My intent is to use this in conjunction with my Work Diary action, which I use to track the time I spend on projects at work. When I’m out of the office, I can quickly add an entry that includes where I am by starting a draft with a brief description

Arrived at inspection site


then invoking the Location action to extend it to include the location

Arrived at inspection site

526 S State St
Chicago, IL 60605
41.8762, -87.6278


before finally calling the Work Diary action to add this, preceded by a time stamp, to a daily diary file in Dropbox. This is the sort of thing that can save time later when I want to look up where I was on a map. Originally, I had the coordinates formatted with directional indicators, like 41.8762 N, 87.6278 W; but I soon learned that Apple’s Maps app prefers the purely numeric coordinates, which can be copied directly into the search field on both the OS X and iOS versions of Maps. You can do the same with Google Maps if that’s what you prefer.

Why am I so taken with this simple little script?

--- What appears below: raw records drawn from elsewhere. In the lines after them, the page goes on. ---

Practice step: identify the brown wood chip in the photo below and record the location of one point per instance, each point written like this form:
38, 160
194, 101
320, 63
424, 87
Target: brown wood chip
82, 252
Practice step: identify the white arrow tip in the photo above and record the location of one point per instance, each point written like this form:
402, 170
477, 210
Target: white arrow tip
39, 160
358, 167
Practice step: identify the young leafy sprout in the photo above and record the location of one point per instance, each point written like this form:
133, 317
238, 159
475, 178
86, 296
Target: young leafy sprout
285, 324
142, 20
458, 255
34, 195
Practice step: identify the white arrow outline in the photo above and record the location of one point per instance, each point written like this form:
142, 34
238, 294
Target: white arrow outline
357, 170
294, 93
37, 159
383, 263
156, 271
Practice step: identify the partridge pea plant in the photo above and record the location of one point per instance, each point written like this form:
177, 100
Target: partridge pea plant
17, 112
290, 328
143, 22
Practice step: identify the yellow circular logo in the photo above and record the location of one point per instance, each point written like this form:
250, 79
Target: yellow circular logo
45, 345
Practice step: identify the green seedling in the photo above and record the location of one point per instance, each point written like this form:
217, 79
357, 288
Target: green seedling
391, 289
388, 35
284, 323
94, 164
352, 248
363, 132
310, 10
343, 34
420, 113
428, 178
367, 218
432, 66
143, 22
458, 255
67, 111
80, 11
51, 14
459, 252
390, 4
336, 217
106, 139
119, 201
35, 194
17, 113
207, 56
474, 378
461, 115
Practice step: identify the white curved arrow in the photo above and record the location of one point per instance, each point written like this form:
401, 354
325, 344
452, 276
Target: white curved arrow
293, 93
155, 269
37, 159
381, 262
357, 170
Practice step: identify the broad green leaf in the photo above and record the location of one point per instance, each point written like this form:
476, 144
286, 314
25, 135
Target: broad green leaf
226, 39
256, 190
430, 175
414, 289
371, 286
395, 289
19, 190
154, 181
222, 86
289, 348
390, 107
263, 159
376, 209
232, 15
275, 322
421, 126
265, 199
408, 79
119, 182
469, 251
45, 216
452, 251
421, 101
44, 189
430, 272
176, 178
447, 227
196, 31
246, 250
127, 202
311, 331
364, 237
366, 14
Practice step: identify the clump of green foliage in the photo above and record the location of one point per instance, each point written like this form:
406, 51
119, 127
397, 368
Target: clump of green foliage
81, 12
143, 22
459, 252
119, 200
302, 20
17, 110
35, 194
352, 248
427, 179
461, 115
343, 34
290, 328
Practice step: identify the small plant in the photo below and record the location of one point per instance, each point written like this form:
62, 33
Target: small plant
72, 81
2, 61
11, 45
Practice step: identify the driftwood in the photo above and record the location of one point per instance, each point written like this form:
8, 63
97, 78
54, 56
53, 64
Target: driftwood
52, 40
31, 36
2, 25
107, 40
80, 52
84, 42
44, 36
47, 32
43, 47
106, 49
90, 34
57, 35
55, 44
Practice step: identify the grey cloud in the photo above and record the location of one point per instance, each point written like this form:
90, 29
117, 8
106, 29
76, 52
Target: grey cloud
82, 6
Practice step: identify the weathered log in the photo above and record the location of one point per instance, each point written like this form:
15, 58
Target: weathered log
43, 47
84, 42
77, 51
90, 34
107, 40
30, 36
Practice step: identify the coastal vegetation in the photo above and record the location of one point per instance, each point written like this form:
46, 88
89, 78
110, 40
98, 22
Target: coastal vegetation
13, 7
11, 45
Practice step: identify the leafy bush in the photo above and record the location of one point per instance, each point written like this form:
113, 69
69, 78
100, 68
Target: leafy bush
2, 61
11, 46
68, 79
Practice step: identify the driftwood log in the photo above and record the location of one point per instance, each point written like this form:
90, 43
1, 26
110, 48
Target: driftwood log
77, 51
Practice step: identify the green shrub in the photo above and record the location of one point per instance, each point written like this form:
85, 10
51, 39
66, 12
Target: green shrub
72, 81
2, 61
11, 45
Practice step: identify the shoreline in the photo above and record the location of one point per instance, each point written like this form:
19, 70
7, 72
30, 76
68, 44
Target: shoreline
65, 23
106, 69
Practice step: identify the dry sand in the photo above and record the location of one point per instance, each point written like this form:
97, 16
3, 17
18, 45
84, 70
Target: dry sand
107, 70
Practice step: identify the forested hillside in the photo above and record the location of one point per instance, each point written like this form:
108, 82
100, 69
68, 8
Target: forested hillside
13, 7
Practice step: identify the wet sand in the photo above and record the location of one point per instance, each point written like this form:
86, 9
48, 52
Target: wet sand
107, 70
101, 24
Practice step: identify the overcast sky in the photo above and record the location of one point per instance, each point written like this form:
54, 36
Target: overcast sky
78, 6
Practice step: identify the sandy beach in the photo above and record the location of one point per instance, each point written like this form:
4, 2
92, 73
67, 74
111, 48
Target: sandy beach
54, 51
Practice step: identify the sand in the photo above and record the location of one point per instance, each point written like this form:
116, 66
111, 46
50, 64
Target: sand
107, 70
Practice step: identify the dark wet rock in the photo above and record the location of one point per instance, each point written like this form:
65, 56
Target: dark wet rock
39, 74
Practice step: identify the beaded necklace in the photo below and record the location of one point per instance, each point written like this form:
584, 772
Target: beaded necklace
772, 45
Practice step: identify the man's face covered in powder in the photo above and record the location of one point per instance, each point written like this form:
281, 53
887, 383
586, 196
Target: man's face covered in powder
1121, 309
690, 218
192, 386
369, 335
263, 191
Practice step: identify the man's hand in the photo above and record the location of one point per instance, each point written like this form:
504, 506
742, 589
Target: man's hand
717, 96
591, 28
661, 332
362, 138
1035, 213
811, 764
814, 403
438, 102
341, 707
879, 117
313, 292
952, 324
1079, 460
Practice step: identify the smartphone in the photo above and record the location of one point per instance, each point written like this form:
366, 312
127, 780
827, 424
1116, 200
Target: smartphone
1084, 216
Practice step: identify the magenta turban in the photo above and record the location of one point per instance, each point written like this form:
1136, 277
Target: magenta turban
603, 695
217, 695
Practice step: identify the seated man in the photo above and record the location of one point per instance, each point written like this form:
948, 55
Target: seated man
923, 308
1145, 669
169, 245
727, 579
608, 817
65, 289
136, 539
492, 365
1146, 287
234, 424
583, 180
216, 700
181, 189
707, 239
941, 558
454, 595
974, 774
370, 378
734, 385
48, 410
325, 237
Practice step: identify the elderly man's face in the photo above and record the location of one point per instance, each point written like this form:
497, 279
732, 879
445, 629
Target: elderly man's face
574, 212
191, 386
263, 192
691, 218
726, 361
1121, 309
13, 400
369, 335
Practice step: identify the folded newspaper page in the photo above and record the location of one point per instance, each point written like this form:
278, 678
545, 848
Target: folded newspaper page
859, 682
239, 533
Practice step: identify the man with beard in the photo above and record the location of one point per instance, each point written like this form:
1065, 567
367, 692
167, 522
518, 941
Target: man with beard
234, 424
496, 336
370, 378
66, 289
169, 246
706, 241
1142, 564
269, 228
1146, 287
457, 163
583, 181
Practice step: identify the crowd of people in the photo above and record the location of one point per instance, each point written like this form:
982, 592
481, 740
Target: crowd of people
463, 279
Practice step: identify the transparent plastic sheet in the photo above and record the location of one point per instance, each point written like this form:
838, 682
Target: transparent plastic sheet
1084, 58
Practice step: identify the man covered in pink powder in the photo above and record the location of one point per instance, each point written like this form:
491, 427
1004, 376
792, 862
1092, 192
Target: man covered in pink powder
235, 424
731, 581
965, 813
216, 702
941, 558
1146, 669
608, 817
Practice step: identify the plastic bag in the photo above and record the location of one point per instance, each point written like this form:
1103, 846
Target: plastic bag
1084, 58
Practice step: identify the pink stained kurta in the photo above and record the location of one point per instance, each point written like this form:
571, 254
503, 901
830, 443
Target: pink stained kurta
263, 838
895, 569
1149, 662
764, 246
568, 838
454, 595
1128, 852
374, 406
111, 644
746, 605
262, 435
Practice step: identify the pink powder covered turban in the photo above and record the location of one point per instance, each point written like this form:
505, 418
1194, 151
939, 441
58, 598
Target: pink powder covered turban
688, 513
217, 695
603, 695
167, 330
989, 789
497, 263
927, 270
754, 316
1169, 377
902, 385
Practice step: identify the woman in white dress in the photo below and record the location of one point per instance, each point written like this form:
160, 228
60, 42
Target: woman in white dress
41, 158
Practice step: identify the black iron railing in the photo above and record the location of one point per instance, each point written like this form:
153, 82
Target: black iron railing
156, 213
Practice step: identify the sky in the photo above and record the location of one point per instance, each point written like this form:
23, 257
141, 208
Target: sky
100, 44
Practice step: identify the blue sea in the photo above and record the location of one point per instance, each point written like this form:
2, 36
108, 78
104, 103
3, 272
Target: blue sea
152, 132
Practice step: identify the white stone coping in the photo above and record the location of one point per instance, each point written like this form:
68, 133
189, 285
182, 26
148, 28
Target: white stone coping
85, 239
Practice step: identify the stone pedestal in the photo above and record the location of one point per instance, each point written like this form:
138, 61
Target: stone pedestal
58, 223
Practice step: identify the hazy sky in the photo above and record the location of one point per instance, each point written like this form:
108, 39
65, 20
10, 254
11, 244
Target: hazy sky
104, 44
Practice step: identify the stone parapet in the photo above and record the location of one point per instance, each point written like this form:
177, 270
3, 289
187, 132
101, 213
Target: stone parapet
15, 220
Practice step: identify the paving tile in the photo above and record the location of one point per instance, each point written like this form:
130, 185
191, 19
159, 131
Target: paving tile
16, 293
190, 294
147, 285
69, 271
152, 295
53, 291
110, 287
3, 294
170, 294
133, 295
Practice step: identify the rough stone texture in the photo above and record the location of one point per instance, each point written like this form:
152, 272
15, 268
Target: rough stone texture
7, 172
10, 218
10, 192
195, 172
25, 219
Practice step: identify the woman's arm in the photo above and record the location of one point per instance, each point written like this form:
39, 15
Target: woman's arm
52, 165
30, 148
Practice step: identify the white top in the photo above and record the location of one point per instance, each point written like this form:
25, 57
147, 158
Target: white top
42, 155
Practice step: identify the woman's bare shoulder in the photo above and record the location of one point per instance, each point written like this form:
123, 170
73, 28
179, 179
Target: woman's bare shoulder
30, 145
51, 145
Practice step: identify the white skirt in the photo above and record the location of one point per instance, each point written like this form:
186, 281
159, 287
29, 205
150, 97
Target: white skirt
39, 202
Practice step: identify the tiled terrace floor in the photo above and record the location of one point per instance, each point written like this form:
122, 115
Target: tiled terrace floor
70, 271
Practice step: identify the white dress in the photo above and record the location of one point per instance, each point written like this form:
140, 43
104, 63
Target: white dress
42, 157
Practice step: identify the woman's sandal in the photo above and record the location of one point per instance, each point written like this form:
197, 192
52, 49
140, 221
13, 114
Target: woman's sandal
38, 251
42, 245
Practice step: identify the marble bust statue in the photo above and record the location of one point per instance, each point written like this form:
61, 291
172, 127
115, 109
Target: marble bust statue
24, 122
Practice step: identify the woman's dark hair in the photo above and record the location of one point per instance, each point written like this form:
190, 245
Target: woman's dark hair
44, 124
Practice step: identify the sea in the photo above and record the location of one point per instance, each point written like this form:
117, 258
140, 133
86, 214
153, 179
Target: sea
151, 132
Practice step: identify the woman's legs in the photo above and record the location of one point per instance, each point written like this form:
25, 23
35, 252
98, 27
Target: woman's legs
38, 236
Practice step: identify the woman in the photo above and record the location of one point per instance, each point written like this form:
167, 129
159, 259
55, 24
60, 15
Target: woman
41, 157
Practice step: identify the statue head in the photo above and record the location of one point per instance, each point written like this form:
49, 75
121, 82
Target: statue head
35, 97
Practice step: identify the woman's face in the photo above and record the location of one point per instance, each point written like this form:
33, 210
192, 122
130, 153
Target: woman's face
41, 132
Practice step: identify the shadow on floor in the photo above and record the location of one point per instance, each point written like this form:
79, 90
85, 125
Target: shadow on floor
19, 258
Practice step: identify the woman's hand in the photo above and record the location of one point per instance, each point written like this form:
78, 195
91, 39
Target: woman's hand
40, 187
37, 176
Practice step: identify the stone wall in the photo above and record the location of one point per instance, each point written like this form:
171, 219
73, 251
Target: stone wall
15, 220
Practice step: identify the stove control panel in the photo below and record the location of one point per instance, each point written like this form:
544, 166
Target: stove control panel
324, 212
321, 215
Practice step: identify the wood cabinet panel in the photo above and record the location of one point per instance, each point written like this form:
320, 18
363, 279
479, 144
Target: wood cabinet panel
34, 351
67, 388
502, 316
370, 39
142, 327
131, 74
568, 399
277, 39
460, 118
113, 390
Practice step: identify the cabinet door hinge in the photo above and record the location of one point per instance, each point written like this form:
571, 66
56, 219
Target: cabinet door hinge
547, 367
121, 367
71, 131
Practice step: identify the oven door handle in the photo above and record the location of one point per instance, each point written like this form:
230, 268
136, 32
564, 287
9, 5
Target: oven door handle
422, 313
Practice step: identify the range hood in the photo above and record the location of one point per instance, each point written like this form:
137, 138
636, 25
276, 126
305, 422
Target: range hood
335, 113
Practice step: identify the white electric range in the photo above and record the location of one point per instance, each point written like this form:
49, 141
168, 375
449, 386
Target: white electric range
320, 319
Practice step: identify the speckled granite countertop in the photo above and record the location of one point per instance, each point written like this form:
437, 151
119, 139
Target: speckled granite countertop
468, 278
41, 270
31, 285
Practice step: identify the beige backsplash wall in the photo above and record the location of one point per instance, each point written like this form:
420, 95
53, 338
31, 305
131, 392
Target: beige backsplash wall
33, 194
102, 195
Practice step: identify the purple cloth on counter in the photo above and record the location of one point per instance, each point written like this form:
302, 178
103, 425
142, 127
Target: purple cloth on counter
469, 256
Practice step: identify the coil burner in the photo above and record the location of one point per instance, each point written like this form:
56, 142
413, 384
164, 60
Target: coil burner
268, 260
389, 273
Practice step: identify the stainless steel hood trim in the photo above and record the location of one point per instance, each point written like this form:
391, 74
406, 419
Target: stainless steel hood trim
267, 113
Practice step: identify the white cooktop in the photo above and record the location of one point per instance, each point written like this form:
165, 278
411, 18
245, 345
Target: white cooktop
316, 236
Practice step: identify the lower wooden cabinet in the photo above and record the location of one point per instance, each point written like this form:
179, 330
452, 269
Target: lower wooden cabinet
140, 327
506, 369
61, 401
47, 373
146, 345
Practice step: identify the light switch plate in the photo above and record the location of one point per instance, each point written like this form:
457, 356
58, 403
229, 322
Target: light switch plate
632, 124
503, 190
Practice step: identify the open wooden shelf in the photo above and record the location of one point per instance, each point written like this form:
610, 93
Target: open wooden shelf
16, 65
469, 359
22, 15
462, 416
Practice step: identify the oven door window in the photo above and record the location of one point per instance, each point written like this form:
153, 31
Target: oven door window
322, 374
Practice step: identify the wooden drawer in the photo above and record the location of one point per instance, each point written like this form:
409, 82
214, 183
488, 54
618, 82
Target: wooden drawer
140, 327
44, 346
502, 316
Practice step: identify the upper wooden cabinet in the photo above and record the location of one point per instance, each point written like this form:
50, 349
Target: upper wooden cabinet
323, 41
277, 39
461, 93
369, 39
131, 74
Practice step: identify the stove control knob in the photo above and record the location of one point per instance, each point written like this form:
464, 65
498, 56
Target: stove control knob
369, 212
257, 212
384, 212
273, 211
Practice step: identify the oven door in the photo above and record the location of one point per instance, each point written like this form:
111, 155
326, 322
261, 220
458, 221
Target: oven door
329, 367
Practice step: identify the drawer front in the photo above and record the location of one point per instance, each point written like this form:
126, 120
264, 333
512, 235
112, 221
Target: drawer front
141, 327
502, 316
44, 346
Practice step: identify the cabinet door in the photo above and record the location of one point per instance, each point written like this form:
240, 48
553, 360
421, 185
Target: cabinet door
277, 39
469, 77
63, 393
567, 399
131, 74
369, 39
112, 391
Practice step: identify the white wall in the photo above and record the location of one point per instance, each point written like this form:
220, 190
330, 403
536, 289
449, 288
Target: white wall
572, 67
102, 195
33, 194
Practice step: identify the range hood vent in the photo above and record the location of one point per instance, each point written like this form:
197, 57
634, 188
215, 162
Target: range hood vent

I think it’s because of all the infrastructure it’s using behind the scenes. Most of my scripts run on the processor of my local machine. Some of them trigger an action by another computer across a network. This script, though, trivial as it is, is reading signals sent from satellites orbiting the Earth. I just cannot be blasé about that.

(Image from Wikimedia Commons.)

You may remember the idiotic fuss made over “You didn’t build that” during the last election campaign. This is the sort of thing President Obama was talking about. I’ve written a 27-line program that allows me to automatically add my location to a diary file. It’s a cute program, but it relies on so much behind the scenes:

• First, there’s Ole Zorn, who made both Pythonista and the location module.
• A layer out from there is Apple, who wrote the Location Services code and made it accessible to developers like Ole.
• Then there’s the GPS hardware and firmware layer, made by I-don’t-know-who and incorporated by Apple into the phone.
• Finally, there’s the GPS infrastructure, designed, built, and maintained by the U.S. government over a period of decades.

All of this at my command with the call to location.get_location() in Line 14. Amazing.

Update 1/9/14
Honestly, I think I’m losing my mind. Less than a week ago, @hiilppp tweeted a link to his script that does essentially the same thing. I may have even retweeted it. I don’t know why I didn’t remember that as I was writing this, but I find it acutely embarrassing. I didn’t copy any of his code—as I said in the post, I wrote the essential parts back in November—but that’s not the point. Attribution is everything, especially when you’re giving your ideas away, and I failed here. Deepest apologies.

(Is it especially ironic that I failed to link to another’s work in a post where I’m trying to make a point about how we all build on what others have built before us? Yes.)

In addition to apologizing, I should mention that following @hiilppp is a good idea, especially if you’re interested in Drafts. He and Greg Pierce have long Twitter conversations about bugs and edge cases that may help your use of the program.

1. Immediately after reading Federico’s 3,000 word exegesis, that is.

2. You know how I said the location was appended to the current draft? Strictly speaking, that’s a lie. What really happens is that the original draft is deleted and a new one is made with a copy of the original contents followed by the location. The effect is the same as appending.